Stock Option Information
41
The following table sets forth, for each of the Named Executive Officers,
certain information concerning the grant of options to such persons in fiscal
1996.
OPTION GRANTS IN LAST FISCAL YEAR
Potential Realizable Value
At Assumed Annual Rates
of Stock Appreciation for
Individual Grants Option Term (3)
- ----------------------------------------------------------------------------------------- --------------------------
Number of % of Total
Securities Options
Underlying Granted to Exercise or
Options Employees in Base Price Expiration
Name Granted (#)(1) Fiscal Year ($/sh)(2) Date 5% 10%
- ---- -------------- ------------ ----------- ----------- --------- --------
S. David Hillson, Esq. 250,000 22.16% $0.6563 11/21/06 $103,186 $261,493
Marc E. Lanser 250,000 22.16 0.6563 11/21/06 103,186 261,493
____________________
(1) Options granted to each of Mr. Hillson and Dr. Lanser to purchase 250,000
shares of Common Stock are 33% exercisable on or after November 19, 1996,
67% exercisable on or after November 19, 1997 and 100% exercisable on or
after November 19, 1998.
(2) The exercise price for each option is equal to the fair market value of the
Company's Common Stock on the date of grant.

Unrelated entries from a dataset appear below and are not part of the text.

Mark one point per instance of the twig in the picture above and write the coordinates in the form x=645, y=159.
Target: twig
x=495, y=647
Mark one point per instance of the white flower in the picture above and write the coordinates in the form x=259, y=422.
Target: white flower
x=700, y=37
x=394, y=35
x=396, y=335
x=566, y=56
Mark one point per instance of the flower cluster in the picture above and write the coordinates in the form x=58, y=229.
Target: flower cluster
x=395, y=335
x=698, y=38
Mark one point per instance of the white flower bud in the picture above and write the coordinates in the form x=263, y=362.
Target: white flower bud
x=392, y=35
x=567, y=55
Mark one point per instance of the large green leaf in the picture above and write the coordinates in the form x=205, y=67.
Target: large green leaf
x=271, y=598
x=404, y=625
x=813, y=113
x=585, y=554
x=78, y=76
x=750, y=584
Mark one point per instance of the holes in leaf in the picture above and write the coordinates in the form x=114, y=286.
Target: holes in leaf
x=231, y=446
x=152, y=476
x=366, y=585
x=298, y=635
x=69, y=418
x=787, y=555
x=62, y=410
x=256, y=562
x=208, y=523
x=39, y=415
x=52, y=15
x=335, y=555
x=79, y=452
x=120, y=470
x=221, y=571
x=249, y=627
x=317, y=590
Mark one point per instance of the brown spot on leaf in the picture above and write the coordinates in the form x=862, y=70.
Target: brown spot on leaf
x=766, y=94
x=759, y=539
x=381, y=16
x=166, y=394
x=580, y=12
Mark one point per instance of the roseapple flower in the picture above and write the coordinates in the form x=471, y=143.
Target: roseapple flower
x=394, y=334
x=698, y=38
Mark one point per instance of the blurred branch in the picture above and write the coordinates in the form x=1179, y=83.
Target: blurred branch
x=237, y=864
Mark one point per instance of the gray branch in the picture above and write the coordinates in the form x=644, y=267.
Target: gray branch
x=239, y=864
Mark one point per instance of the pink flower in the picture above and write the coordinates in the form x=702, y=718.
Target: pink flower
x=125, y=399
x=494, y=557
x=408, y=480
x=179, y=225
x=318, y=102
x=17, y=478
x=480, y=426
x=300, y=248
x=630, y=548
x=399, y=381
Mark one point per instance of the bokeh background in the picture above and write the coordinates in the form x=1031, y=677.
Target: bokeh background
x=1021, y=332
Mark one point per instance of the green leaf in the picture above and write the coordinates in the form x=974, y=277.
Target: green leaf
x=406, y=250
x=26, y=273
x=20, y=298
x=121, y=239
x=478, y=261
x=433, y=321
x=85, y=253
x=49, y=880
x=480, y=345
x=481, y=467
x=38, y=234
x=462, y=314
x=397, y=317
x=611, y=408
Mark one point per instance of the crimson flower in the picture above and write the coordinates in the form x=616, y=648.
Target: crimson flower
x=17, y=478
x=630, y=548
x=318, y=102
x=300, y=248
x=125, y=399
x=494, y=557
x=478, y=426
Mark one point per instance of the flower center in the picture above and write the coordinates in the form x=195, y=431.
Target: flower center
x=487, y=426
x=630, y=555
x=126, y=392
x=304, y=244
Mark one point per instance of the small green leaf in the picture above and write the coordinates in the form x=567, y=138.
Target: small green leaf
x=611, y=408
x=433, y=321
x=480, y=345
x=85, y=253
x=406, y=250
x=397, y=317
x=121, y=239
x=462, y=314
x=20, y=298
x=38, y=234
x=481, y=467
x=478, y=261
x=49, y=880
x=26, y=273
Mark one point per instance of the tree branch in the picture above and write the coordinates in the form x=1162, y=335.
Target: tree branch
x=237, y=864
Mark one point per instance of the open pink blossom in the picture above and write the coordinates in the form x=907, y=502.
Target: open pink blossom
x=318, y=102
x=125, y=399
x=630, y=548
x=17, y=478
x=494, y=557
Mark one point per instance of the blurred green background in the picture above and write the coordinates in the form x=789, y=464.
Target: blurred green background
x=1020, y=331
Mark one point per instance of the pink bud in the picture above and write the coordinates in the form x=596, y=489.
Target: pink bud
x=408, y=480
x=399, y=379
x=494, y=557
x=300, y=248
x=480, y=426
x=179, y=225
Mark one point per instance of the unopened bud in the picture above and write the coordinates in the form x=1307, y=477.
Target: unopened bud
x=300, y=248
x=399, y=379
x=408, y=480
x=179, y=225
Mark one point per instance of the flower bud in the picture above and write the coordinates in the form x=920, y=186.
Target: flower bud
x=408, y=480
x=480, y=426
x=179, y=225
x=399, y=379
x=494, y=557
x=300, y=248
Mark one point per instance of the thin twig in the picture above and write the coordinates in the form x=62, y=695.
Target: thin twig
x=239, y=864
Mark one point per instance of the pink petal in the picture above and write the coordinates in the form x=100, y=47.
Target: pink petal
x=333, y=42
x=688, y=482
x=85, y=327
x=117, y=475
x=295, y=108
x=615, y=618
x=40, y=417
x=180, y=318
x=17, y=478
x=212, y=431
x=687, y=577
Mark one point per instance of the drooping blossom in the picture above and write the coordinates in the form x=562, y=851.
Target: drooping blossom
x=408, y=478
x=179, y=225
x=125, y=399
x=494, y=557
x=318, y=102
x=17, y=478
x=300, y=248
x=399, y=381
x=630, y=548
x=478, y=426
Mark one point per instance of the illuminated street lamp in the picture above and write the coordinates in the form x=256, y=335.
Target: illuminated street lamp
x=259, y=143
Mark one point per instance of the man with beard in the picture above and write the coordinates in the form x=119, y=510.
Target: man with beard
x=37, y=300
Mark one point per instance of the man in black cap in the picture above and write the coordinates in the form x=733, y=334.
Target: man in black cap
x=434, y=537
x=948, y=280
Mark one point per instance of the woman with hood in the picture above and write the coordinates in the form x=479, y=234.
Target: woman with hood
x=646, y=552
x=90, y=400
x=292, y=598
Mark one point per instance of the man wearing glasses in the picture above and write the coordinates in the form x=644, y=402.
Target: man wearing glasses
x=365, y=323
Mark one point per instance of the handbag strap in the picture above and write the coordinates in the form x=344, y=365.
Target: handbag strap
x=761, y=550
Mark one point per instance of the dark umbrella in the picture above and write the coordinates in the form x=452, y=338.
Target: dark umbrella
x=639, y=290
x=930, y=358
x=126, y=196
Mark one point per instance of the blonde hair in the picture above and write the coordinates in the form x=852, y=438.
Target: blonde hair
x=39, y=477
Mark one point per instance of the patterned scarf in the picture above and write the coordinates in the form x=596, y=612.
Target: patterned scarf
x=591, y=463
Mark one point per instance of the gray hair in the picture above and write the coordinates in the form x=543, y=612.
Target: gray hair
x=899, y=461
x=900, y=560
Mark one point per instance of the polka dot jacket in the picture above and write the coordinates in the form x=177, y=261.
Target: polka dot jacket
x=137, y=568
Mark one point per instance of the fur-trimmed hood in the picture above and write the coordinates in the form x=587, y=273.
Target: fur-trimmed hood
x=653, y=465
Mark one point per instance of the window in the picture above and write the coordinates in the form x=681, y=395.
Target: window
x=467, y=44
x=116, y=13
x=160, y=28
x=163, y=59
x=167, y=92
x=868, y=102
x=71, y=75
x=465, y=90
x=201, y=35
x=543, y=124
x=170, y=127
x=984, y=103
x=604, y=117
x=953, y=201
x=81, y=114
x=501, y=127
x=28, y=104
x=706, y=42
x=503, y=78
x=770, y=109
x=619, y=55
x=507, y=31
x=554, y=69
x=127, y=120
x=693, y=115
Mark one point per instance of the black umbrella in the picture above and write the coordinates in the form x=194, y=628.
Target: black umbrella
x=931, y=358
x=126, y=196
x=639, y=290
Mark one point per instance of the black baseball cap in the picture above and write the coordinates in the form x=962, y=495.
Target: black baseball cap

(3) Potential realizable value is based on the assumed annual growth rates
listed, compounded annually for the ten-year option term. The dollar
amounts set forth under this heading are the results of calculations at the
5% and 10% assumed rates established by the SEC and are not intended to
forecast possible future appreciation, if any, of the value of the Common
Stock.
Neither of the Named Executive Officers exercised any options in fiscal
1996. The following table sets forth, for each of the Named Executive Officers,
certain information concerning the value of unexercised options at December 31,
1996.
AGGREGATED OPTION EXERCISES IN LAST FISCAL YEAR AND FISCAL YEAR END OPTION
VALUES
Number of Securities
Underlying
Unexercised Value of Unexercised In-
Options at Fiscal the-Money Options at
Year-End (#) Fiscal Year-End ($)(1)
------------------------ -------------------------
Shares
Acquired on Value
Name Exercise (#) Realized($) Exercisable/Unexercisable Exercisable/Unexercisable
- ---- ------------ ----------- ------------------------- -------------------------
S. David Hillson, Esq. None None 2,067,009/939,344 $830,675/$281,224
Marc E. Lanser None None 737,702/369,000 37,103/16,701
___________________
(1) The fair market value of "in-the-money" options was calculated on the basis
of the difference between the exercise price of the options held and the
closing price per share for Common Stock on the Nasdaq SmallCap Market of
$0.6875 on December 31, 1996, multiplied by the number of options held.
42
Compensation of Directors.
- -------------------------
Annual Retainers
----------------
Independent directors, that is, those directors who are not employees of
the Company ("Independent Directors") receive cash compensation in the amount of
$500 per meeting attended in person and $250 per meeting attended
telephonically, although all directors are reimbursed for ordinary and
reasonable expenses of attending any board or committee meetings. In addition,
Independent Directors were compensated in fiscal 1996 with an annual retainer
with a value of $5,000 and will receive the same amount in fiscal 1997. The
annual retainer is not paid in cash but is paid to the Independent Directors
through options to purchase shares of the Company's Common Stock pursuant to an
Amended and Restated 1990 Non-Employee Directors' Non-Qualified Stock Option
Plan (the "Directors' Plan"), valued as described below. Each Independent
Director elected at an annual meeting of stockholders of the Company will
automatically be granted options on the thirteenth trading day after the date of
such annual meeting (the "Retainer Grant Date") to purchase a number of shares
of the Company equal to the lesser of (a) 25,000 shares and (b) the quotient of
the value of the annual retainer for service as an Independent Director of the
Company and 80% of the average of the fair market value of a share of the
Company's Common Stock on the ten trading days following the third trading day
after the date of such annual meeting of stockholders. If the number of shares
of the Company's Common Stock calculated pursuant to clause (b) above exceeds
25,000 shares, each Independent Director will automatically receive on the
Retainer Grant Date, in addition to options to purchase 25,000 shares of the
Company's common stock, a cash payment equal to the remaining portion of the
value of the annual retainer not provided for by the grant of such options.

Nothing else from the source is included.